My initial thoughts are to handle the various cases like “.”, “..”, and the normal directory names. We need to eliminate unnecessary “/” characters and appropriately navigate through the path.

Approach

The approach I took begins by using a regular expression to replace consecutive “/” characters with a single “/”. Then, I strip leading and trailing “/” characters and split the path into a list of directory names. I use a stack to keep track of the valid directory names, handling cases like “.”, “..”, and normal names appropriately. Finally, I join the stack elements to form the simplified path.

Complexity

  • Time complexity: O(n), where n is the length of the input path. The regular expression and string manipulation are linear operations.

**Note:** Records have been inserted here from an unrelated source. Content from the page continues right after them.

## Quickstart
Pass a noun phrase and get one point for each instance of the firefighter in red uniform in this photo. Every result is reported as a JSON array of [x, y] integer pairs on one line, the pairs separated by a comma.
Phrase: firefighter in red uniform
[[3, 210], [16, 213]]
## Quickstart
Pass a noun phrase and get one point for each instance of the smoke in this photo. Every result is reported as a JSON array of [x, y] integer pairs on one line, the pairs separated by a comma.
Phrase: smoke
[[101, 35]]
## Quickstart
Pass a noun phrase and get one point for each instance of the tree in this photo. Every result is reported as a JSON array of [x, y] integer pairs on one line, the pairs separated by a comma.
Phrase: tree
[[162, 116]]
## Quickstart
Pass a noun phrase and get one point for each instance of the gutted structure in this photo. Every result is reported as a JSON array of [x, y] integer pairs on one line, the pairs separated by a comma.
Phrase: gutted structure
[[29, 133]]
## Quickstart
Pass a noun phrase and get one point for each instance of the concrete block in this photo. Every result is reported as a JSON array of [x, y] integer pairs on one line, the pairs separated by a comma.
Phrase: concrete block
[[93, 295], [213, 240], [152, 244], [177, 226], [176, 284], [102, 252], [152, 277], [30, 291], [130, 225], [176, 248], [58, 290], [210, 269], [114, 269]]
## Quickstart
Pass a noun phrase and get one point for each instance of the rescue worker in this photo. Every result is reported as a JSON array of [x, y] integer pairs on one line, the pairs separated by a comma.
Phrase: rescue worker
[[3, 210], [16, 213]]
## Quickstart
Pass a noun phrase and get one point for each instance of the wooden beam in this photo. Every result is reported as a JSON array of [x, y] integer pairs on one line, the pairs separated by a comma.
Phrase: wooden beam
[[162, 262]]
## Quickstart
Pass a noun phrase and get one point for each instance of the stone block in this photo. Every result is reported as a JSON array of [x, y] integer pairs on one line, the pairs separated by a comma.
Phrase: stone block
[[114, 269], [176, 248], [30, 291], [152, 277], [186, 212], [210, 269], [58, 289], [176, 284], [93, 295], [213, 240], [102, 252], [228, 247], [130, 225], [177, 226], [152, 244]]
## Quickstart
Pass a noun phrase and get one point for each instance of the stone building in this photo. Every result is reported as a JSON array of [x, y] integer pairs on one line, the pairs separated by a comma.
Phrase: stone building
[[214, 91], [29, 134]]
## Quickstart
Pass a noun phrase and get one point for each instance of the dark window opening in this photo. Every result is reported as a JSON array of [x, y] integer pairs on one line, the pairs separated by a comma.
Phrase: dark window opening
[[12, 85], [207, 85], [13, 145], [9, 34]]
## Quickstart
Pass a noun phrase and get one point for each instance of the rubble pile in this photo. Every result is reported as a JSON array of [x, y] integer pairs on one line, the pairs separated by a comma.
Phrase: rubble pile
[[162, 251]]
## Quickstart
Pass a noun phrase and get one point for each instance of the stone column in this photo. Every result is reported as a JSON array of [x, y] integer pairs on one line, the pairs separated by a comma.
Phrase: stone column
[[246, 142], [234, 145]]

  • Space complexity: O(n), as we use additional space for the stack and path_list.

Code

class Solution:
    def simplifyPath(self, path: str) -> str:
        import re
        path = re.sub(r'\/+', '/', path)
        path = path.strip('/')
        path_list = path.split('/')
        stack = []
        for s in path_list:
            if s == '.':
                continue
            if s == '..':
                if stack:
                    stack.pop()
            else:
                stack.append(s)
        return '/' + '/'.join(stack)

Editorial Solution

Approach: Using Stacks

class Solution:
    def simplifyPath(self, path: str) -> str:

        # Initialize a stack
        stack = []

        # Split the input string on "/" as the delimiter
        # and process each portion one by one
        for portion in path.split("/"):

            # If the current component is a "..", then
            # we pop an entry from the stack if it's non-empty
            if portion == "..":
                if stack:
                    stack.pop()
            elif portion == "." or not portion:
                # A no-op for a "." or an empty string
                continue
            else:
                # Finally, a legitimate directory name, so we add it
                # to our stack
                stack.append(portion)

        # Stich together all the directory names together
        final_str = "/" + "/".join(stack)
        return final_str